A vial of blood could cost from $200 to $400 depending on the age of the vampire. Other humans have not accepted vampires as creatures of God, and organizations such as The Fellowship of the Sun are against vampires and their existence.
In the Southern Vampire Mysteries Universe, fairies are portrayed as beautiful, with pointed ears, and glossy, thin skin. In this universe, fairies are extremely attractive to humans as well as vampires. Vampires have a hard time resisting fairies because of their smell and taste. The first fairy, Claudine Crane, is introduced in Dead to the World and Sookie sees the reaction between vampires and fairies. She explains that “it was like watching cats that’d suddenly spotted something skittering along a baseboards.” Vampires say that fairies are hard to catch and they look at them the way a “chocoholic would look at chocolates.”
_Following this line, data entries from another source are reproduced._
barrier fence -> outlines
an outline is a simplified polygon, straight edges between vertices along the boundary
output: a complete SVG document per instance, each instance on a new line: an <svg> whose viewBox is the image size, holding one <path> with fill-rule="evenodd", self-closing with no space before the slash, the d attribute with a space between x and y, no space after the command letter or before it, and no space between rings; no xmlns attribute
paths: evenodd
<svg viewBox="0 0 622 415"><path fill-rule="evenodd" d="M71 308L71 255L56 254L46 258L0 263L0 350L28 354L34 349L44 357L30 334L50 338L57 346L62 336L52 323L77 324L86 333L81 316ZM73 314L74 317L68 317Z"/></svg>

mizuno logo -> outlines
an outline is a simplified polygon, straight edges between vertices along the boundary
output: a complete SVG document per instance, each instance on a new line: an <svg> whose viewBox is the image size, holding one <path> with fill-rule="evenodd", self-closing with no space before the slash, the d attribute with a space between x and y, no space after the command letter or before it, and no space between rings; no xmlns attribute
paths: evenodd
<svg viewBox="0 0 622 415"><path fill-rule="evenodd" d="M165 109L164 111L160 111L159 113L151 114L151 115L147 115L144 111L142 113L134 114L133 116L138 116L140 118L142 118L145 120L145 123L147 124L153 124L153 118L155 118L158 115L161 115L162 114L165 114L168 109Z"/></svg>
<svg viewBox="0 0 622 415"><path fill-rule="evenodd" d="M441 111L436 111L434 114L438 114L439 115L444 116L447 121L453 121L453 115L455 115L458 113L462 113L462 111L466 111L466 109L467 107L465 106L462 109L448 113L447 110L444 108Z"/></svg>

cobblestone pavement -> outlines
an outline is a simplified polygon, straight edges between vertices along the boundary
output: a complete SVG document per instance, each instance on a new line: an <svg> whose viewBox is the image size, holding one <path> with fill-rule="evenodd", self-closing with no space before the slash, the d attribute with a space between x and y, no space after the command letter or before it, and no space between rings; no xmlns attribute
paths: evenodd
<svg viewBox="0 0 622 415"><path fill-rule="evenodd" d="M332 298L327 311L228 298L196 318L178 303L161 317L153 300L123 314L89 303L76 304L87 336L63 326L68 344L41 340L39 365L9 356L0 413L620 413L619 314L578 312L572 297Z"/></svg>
Fairies are allergic to lemons and iron. They normally inhabit the fey world, but there are portals and doorways between there and the human world. Sookie's great-grandfather Niall Brigant, is a fairy prince, and Claudine and Claude are Niall’s grandchildren. In later books, Claudine admits to Sookie that Claudine is her fairy godmother. She was assigned this role in an effort to move on to the next level, which is angelhood.
Witches and WiccansEdit
In the Sookie Stackhouse Universe, a witch practices magic rituals, drawing from a power that most people never tap into. A Wiccan, on the other hand, follows a religion, a pagan religion that follows the ways of the Mother. Practitioners can be both wiccan and a witch, or more one or the other. Witches and Wiccans first appear in the fourth book, Dead to the World. Sookie’s colleague and fellow barmaid of Merlotte’s, Holly Cleary, is a Wiccan practitioner, but not a witch. In later books, Sookie learns more about witchcraft and befriends Amelia Broadway, a true witch in New Orleans.